Sıklıkla gündeme getirdiğimiz; uçuş emniyet, uçuş güvenlik, teknik, işletme, ATC, havalimanları, lisans-lisan vb. konularından bıkmış olduğunuzu düşünerek bu haftada, sektörde çalışan insanların çalışma koşulları ve emeklerinin karşılığında aldıkları ücretleri masaya yatırmak istedim.
Geçen hafta My Technic’te TYP (Teknisyen Yetiştirme Programı) de yetiştirilen ve daha sonra çeşitli gerekçelerle işten çıkartılan gençlerin haykırışını duyar duymaz, gerek kendi kişisel blogumda, gerekse Airporthaber’de bu haykırışa anında yer verdik. Öncelikle, haklarını aramayı beceremeyen bir toplumda, hala haklarını arayan bir gençliğin olması, beni çok mutlu etti.
TYP’lere karşı olmam ve bu ilk TYP denemesini İşkur aracılığıyla değil, doğrudan para karşılığı yapan My Technic firmasının yetkilisi ile TV programımda bu sistemin yanlış olduğunu savunduğumu ve bu konuyu daha o zamanlar köşemde yazdığımı bizi izleyenler ve aynı kouyla ilgili yazılarımı okuyanlar anımsayacaklardır. Daha sonra bu sistem, İşkur aracılığıyla tüm şirketlerce yaygınlaştırıldı.
Sivil havacılığımızın kontrolsüz büyümesi sonucu artan işgücü gereksinimini, ucuz emek ile kapatmak isteyen bir çok şirket, İşkur’un desteklediği bu programlardan yararlandı. Bazı şirketlerce kursiyer çekebilmek amacıyla iş garantili olarak verilen bu kurslar, bu tür vaadlerle sürdürüldüğü sürece, çok can yakacağa benziyor. Bu umut tacirliğinin bir şekilde sona ermesi gerekiyor.
Bu konuda, İşkur’un kullanıldığı ve amacından saptırılmaya çalışıldığı bir gerçektir. Bu haksızlıkları yapanlardaki cüzdan korkusu, vicdan korkusunu yenmiş gibi görünmektedir.

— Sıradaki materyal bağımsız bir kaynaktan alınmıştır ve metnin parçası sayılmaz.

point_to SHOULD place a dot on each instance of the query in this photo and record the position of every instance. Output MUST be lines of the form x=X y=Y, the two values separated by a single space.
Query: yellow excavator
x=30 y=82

TYE programlarının amacı, umarım; “ İş garantili bu programlarda, al parayı, ver kursu, sonra da, eften-püften sebepler bul ve işten at” değildir.
Bunların yanı sıra; yine THY/Teknik A.Ş’nin aracılığı ile iş garantili verdiği kurslarda, başarılı olanlar hala işe alınmadı. Habom projesini bekliyorlar sanırım.
Bunların yanı sıra; yine THY/Teknik A.Ş’nin aracılığı ile iş garantili verdiği kurslarda, başarılı olanlar hala işe alınmadı. Habom projesini bekliyorlar sanırım.
Bu hafta, sektörde aynı işi yapan, fakat, farklı ücret alan sektör çalışanlarının sorunlarına birlikte bir bakış atalım istedim.
Şimdi de gelelim; Sektörde çalışanların sorunlarına…
Şimdi de gelelim; Sektörde çalışanların sorunlarına…
Sektörün lokomotifi THY’nin personeli ile özel havayolları personelinin arasında rakamsal olarak çok büyük farklar var. Bu konuyu daha önceki yazılarımda da dile getirmiş ve bunun sendikal haklardan kaynaklandığını yazmıştım. Bu sadece çalışanlar için değil, işverenler için de sorun oluşturuyor. Şöyle ki; THY’nin ve X özel şirketinin aynı işi yaptığını ve personel sayısının aynı olduğunu düşündüğünüzde; THY bu rekabet ortamına personel giderleri açısından en az 1/3 oranında zararla başlıyor.Rekabet te açığa düşüyor.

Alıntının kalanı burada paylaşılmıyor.